Question

Transcripome Data Analysis Using Cd-Hits

2

Entering edit mode

12.4 years ago

Kiriya ▴ 100

We have sequenced a transcriptome of a species who does not have a sequenced genome, using 454 and our initial goal is to find a set of ESTs that represent genes. The 454 reads were assembled using Newbler 2.5 and the initial assembly gave ~26000 isotigs and 18,000. Contigs. After talking to the several people, I used CD-Hits program to combine the isotigs, contigs and singltons that were not assembled. After combining these sequences, I got ~4000 isotigs, ~17,000 contigs and ~30, 000 Singlton that were not assembled. Is this the correct way to do this? I couldn’t find any publication that has mentioned this method.

transcriptome gene • 4.9k views

ADD COMMENT • link updated 7.1 years ago by njtulsani ▴ 60 • written 12.4 years ago by Kiriya ▴ 100

0

Entering edit mode

Which identity thresholds did you use?

ADD REPLY • link 11.5 years ago by Yannick Wurm ★ 2.5k

0

Entering edit mode

Algorithms for CD-HIT were described in three papers published in Bioinformatics.

Clustering of highly homologous sequences to reduce the size of large protein databases. Weizhong Li, Lukasz Jaroszewski & Adam Godzik. Bioinformatics (2001) 17:282-283, PDF, Pubmed
Tolerating some redundancy significantly speeds up clustering of large protein databases. Weizhong Li, Lukasz Jaroszewski & Adam Godzik. Bioinformatics (2002) 18: 77-82, PDF, Pubmed
Cd-hit: a fast program for clustering and comparing large sets of protein or nucleotide sequences. Weizhong Li & Adam Godzik. Bioinformatics (2006) 22:1658-1659 PDF, Pubmed
CD-HIT: accelerated for clustering the next generation sequencing data. Limin Fu, Beifang Niu, Zhengwei Zhu, Sitao Wu and Weizhong Li, Bioinformatics (2012) 28:3150-3152, doi: 10.1093/bioinformatics/bts565 PDF

Please check these papers about CD HIT

ADD REPLY • link 7.1 years ago by njtulsani ▴ 60

score 1 · Answer 1 · 2011-11-20

1

Entering edit mode

12.4 years ago

Damian Kao 16k

Why do you want to further cluster the reads? Isotigs are grouped into isogroups in Newbler. Think of isogroup as the gene and isotigs as the alternate splice forms. Isotigs are made from contigs in Newbler, so you don't need to cluster the isotigs with the contigs.

If you feel you can get more data out of the unassembled reads, you can try cdhit + cap3 the unassembled reads with the isotigs.

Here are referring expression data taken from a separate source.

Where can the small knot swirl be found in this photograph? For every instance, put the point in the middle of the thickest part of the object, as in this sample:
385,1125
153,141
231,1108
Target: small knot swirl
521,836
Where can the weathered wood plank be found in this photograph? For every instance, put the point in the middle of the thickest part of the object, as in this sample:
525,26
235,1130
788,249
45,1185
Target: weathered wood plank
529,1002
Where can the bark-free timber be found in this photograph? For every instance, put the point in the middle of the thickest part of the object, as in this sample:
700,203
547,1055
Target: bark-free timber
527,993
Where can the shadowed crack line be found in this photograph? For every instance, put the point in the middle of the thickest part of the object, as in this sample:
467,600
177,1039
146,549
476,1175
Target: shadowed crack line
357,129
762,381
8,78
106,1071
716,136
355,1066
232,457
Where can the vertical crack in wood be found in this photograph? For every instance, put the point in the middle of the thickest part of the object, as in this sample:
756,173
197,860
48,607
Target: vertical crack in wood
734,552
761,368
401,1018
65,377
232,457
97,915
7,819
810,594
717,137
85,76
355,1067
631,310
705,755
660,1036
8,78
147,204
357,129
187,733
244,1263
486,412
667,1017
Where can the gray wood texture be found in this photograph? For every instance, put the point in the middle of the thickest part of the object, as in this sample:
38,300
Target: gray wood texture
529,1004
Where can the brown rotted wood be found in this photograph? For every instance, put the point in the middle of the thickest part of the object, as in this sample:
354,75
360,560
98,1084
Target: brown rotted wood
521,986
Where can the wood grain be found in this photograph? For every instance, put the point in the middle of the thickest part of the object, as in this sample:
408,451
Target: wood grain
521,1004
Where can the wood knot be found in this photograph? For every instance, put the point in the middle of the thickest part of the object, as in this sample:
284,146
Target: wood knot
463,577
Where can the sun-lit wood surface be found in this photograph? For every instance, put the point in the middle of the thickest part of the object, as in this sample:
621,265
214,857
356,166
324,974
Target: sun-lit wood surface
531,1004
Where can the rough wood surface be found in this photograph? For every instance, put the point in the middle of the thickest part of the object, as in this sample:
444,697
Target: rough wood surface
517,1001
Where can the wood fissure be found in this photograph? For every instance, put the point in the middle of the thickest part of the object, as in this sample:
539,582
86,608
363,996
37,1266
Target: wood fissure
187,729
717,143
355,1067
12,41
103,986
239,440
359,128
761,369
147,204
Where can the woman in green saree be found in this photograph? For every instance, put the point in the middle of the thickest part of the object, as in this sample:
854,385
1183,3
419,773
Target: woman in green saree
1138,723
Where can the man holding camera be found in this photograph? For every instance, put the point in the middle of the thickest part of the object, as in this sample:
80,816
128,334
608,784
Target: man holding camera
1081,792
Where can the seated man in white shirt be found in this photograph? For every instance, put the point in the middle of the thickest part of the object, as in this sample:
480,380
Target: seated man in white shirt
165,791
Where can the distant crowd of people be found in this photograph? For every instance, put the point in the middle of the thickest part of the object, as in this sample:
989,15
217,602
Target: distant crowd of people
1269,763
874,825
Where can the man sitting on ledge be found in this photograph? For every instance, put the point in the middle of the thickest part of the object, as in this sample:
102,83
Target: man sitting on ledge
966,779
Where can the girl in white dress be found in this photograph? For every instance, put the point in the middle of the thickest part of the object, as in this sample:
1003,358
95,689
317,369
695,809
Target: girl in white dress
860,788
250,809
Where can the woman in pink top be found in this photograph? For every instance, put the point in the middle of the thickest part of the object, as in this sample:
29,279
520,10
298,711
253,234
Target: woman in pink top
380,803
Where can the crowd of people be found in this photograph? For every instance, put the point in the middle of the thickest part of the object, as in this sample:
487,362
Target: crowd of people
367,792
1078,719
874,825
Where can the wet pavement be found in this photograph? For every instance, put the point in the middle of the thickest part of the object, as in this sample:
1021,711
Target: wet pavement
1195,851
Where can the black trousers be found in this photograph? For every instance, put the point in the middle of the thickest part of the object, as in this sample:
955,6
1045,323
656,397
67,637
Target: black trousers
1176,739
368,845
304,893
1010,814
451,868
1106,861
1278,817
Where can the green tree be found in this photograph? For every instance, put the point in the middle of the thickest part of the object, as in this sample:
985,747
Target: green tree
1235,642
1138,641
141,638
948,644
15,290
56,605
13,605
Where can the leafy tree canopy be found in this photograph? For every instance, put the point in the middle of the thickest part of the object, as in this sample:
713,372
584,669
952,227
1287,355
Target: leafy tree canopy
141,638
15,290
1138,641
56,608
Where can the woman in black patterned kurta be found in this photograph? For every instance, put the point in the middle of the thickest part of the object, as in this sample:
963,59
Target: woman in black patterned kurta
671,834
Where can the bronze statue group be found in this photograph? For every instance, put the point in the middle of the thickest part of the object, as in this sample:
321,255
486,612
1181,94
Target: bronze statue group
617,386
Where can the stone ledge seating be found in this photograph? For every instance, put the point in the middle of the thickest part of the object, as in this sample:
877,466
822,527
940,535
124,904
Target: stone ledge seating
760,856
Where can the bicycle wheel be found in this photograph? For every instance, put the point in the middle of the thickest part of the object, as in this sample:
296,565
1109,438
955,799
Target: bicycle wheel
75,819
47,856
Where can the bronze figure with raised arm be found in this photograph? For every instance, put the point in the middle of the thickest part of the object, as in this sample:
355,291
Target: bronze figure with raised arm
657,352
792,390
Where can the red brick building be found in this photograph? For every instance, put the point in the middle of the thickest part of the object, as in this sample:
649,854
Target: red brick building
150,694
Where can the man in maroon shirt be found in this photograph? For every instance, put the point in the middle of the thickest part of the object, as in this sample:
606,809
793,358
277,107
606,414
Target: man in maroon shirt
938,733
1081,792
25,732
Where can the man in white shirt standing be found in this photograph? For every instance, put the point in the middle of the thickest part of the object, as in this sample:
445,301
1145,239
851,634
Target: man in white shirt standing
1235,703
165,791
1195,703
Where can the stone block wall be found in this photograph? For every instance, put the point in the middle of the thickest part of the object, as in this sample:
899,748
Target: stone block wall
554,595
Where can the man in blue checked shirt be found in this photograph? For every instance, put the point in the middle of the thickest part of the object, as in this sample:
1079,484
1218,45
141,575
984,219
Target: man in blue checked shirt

ADD COMMENT • link 12.4 years ago by Damian Kao 16k

0

Entering edit mode

Thanks DK for your answer. For the annotation, should I keep the longest Isotig from each Isogroup?

ADD REPLY • link 12.4 years ago by Kiriya ▴ 100

0

Entering edit mode

That's more tricky. Longest isotig doesn't always mean the most inclusive transcript. I would just report all the possible isoforms.

ADD REPLY • link 12.4 years ago by Damian Kao 16k

score 1 · Answer 2 · 2011-11-23

I got recommended the same method from 454. Some isotigs from the same isogroup are very similar, with just a few bases difference due to the heterozygotic nature of the sample(s) sequenced. The use of CDHit will allow for clustering these transcripts (isotigs). So, after clustering, you should again look how many transcripts (isotigs) there are for each isogroup. In principle, isotigs should cluster with isotigs from the same isogroup only. After clustering, remaining isotigs from the same isogroup could very well represent real isoforms.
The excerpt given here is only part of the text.